Over five weeks in 2022 in Ghana, Badu-Tawiah tested the device's effectiveness in 266 asymptomatic volunteers and compared its results to three other common testing methods in current use for malaria diagnosis: microscopic examination of blood cells, commercially available rapid diagnostic tests and PCR (polymerase chain reaction).
A key factor in testing people without symptoms, Badu-Tawiah noted, is that if they are infected, the density of parasites in their blood is likely low - meaning a highly sensitive test is needed to detect their presence.
The comparison showed that microscopy, the gold standard in African hospitals, had the least accurate results, indicating only 24 positive cases, and rapid diagnostic tests identified 63 infections. PCR identified 142 positive cases, and the paper-based devices identified 184 positives.
"Microscopy works well when the person is sick and in the hospital.

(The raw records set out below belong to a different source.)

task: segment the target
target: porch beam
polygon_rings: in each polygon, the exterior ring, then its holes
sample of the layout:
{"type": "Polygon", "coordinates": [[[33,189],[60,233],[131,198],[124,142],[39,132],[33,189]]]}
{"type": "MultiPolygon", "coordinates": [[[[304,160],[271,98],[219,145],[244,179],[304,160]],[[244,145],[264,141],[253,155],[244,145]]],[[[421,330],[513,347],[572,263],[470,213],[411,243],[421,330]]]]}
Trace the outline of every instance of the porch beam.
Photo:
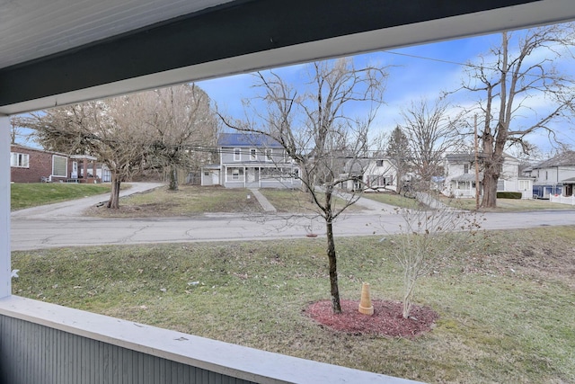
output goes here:
{"type": "Polygon", "coordinates": [[[10,262],[10,118],[0,114],[0,298],[12,294],[10,262]]]}

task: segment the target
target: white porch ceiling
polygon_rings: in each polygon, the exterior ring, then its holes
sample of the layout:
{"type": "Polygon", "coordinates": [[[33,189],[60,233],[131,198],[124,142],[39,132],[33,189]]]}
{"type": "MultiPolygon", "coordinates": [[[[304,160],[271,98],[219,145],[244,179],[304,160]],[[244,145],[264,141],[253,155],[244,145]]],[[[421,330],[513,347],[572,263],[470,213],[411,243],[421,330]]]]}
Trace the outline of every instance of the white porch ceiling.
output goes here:
{"type": "Polygon", "coordinates": [[[0,0],[0,113],[574,19],[573,0],[0,0]]]}

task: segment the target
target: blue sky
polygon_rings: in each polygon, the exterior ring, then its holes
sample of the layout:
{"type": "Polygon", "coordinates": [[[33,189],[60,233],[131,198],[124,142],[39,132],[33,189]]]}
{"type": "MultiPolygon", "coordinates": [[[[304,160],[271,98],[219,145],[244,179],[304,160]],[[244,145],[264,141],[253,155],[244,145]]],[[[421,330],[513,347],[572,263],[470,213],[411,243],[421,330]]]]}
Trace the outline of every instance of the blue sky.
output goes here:
{"type": "MultiPolygon", "coordinates": [[[[379,111],[372,132],[389,131],[401,123],[401,109],[411,101],[417,102],[422,97],[433,101],[443,91],[456,89],[464,78],[464,67],[459,64],[486,54],[491,46],[500,41],[499,34],[485,35],[354,57],[358,65],[370,62],[391,66],[385,94],[386,104],[379,111]]],[[[305,70],[305,65],[298,65],[276,68],[274,72],[296,85],[304,81],[305,70]]],[[[198,85],[214,100],[220,111],[235,118],[243,115],[242,99],[253,96],[255,92],[252,88],[253,76],[249,74],[203,81],[198,85]]],[[[456,103],[472,103],[470,95],[464,93],[453,95],[453,101],[456,103]]],[[[556,130],[562,142],[575,146],[573,132],[565,124],[560,124],[556,130]]],[[[534,135],[527,139],[538,145],[544,152],[553,149],[546,135],[534,135]]]]}

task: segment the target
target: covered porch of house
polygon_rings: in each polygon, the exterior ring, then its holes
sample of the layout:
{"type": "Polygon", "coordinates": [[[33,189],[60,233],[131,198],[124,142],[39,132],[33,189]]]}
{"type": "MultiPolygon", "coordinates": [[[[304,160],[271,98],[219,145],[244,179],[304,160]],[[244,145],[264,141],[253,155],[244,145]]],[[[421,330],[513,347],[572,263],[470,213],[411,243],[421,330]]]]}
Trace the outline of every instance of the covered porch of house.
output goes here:
{"type": "Polygon", "coordinates": [[[11,115],[575,19],[571,0],[14,0],[0,13],[0,381],[11,384],[409,382],[13,295],[11,115]]]}
{"type": "Polygon", "coordinates": [[[89,155],[73,155],[70,159],[72,160],[72,171],[68,183],[85,183],[88,184],[102,183],[97,174],[97,157],[89,155]]]}

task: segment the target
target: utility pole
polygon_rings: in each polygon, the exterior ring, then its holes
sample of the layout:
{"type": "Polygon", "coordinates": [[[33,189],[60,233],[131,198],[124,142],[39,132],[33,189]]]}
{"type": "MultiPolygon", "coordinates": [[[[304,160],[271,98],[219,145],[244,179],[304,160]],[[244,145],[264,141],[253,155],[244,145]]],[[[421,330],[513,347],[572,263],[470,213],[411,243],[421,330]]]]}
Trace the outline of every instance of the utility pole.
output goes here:
{"type": "Polygon", "coordinates": [[[475,210],[479,210],[479,155],[477,143],[477,114],[474,116],[473,121],[473,147],[475,152],[475,210]]]}

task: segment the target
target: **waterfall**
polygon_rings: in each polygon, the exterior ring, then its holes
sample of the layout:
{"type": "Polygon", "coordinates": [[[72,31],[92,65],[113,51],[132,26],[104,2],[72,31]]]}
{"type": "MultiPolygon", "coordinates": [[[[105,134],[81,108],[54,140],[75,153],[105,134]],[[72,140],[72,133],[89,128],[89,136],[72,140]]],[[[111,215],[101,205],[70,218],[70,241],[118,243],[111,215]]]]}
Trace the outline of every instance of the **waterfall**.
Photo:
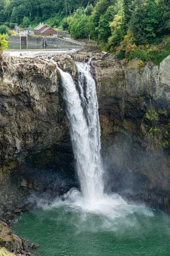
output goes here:
{"type": "Polygon", "coordinates": [[[58,68],[82,196],[91,202],[103,195],[98,105],[90,64],[76,63],[80,95],[71,76],[58,68]]]}

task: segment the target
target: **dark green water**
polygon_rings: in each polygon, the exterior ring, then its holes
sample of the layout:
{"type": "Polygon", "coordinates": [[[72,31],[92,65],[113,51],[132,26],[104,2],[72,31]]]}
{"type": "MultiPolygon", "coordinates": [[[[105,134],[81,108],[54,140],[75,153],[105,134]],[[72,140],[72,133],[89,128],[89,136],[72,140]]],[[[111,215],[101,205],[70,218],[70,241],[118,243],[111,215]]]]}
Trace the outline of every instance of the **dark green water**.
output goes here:
{"type": "Polygon", "coordinates": [[[69,48],[69,47],[63,47],[62,46],[52,46],[51,45],[46,45],[44,47],[43,45],[27,44],[26,47],[24,45],[20,44],[15,44],[14,43],[8,43],[8,50],[20,50],[20,49],[57,49],[69,48]]]}
{"type": "Polygon", "coordinates": [[[170,216],[116,200],[94,210],[57,202],[25,214],[13,230],[40,244],[41,256],[169,256],[170,216]]]}

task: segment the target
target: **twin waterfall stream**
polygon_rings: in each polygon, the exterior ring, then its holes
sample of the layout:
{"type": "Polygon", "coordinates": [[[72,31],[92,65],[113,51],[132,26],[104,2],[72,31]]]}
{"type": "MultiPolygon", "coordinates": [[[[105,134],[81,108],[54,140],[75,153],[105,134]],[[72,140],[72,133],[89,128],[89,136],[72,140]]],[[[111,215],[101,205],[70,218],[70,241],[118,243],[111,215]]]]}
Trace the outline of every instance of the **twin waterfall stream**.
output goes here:
{"type": "Polygon", "coordinates": [[[50,204],[38,197],[37,208],[20,217],[13,230],[39,244],[41,256],[168,256],[168,216],[104,192],[91,59],[76,62],[78,84],[51,60],[63,88],[81,192],[73,188],[50,204]]]}
{"type": "Polygon", "coordinates": [[[100,129],[95,82],[90,60],[76,62],[80,95],[71,76],[58,67],[64,88],[71,135],[82,195],[93,203],[103,195],[100,129]]]}

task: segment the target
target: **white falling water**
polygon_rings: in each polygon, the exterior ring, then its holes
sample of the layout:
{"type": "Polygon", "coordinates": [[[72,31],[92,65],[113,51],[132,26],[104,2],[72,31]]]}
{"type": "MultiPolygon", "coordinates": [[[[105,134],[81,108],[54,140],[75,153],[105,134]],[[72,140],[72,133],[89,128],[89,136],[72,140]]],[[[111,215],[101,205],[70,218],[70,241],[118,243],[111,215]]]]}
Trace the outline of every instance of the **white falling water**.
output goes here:
{"type": "Polygon", "coordinates": [[[58,68],[71,124],[71,134],[82,196],[88,201],[103,195],[100,130],[95,81],[88,63],[76,64],[81,99],[68,73],[58,68]]]}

Here, we were in communities, where only 24 were shown as positive with microscopy - this test is telling us the majority are negative. That's a big problem," Badu-Tawiah said. "But when using a more sophisticated method like PCR, almost 50% of the people are sick, and yet microscopy can't tell us that. And in people with very low parasite density, rapid diagnostic tests failed miserably - they can only detect higher parasite density."
Calculation of each method's sensitivity - the number of true positives divided by true positives plus false negatives - showed that the paper-based devices reached 96.5% sensitivity, compared to 17% for microscopy and 43% for rapid diagnostic tests.
Forty-seven out of 266 samples gave a false-positive result - and all were confirmed by microscopy to be negative. PCR, which is considered to be the most accurate test, also diagnosed these people as negative.
Badu-Tawiah said the false positives could have been caused by differing viscosity of the blood samples, leading to redistribution of blood channels during the washing phase. The team modified the device to account for that possibility.
Badu-Tawiah has begun conversations with the Ghana government about implementation of a testing program.
"We told people this was possible in 2016, and we've actually gone to the field and tested it. It's very promising," he said. "Technology will go hand-in-hand with vaccination, and you need a sensitive tool that is deliverable."
He is also partnering with clinicians at Ohio State on adapting the devices to detect risks for, among other conditions, colorectal cancer and acute pancreatitis.
"I have the hammer now and I could hit different nails," he said. "All we have to do is change the antibody to make it applicable to other diseases."
This work was supported by the National Institute of Allergy and Infectious Diseases. Co-authors include Ayesha Seth, Suji Lee, Girish Muralikrishnan, Edgar Garcia and James Odei of Ohio State, and Abdul-Hakim Mutala and Kingsley Badu of Kwame Nkrumah University of Science and Technology in Ghana.